Former England captain David Beckham, who will retire at the end of the season, helped put Paris St Germain on the world soccer map but predictably made little impact on the field.
Beckham, at 38 the oldest outfield player in Ligue 1, came behind France international Blaise Matuidi and Italians Marco Verratti or Thiago Motta in coach Carlo Ancelotti's order of preference, making only nine league appearances since his debut in late February.
He created one goal and also picked up a red card.
"Everyone was excited when they knew he was coming because he had a fantastic reputation as a pro and a man, and great quality on the field still,'' PSG assistant coach Paul Clement told BeIN Sport this month.
"He gets on with everyone - first out to training, the last one back in, a real enthusiasm for the game. He's been a breath of fresh air.''
Sweden striker Zlatan Ibrahimovic was also full of praise. "He's got a lot of experience. He was as important off the pitch as he was on the field,'' Ibrahimovic said before the Champions League quarter-final tie against Barcelona.
Beckham was a surprise starter in the second leg at the Camp Nou and he did not disappoint that day even if PSG were eventually knocked out by virtue of the away goal rule. However, he never seemed at ease with the physical demands of the Ligue 1 game.
What will remain in the memory is his arrival with great ceremony in the French capital and the donation of his salary by his new club to a local children's charity.
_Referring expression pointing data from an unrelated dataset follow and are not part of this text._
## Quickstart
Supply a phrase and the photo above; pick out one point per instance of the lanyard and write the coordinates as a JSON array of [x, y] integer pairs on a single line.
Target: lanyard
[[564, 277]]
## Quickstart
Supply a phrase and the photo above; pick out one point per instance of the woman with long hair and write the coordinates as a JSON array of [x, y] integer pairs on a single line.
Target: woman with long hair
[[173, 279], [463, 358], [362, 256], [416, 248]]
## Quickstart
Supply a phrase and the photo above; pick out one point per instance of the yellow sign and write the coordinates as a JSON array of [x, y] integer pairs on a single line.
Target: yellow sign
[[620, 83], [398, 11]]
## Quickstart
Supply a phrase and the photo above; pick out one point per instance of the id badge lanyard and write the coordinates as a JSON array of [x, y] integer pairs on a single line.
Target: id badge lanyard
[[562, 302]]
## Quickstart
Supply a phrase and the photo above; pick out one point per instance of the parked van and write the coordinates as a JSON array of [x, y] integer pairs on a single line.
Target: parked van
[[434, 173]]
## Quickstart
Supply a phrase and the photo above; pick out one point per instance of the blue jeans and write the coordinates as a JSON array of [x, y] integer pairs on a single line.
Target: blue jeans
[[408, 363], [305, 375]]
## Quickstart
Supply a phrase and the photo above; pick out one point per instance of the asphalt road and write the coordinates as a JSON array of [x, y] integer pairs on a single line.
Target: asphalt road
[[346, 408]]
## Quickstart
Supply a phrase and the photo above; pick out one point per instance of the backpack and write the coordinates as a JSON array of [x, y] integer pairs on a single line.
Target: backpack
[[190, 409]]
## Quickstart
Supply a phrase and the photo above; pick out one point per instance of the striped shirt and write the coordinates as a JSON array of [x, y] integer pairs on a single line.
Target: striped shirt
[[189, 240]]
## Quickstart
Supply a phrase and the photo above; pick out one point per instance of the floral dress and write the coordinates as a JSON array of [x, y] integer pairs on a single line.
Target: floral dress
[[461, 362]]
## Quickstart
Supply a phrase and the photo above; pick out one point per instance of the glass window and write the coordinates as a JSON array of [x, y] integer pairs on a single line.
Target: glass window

However, if he had decided to stay on, Beckham would have become a France resident for tax purposes and would have been subject to the 75 percent super tax for revenues above one million euros ($1.29 million) a year.
Beckham still has two games as a PSG player, at home against Stade Brest on Saturday, when the team will celebrate the Ligue 1 title with their fans, and at Lorient before the end of a glamorous but brief French interlude.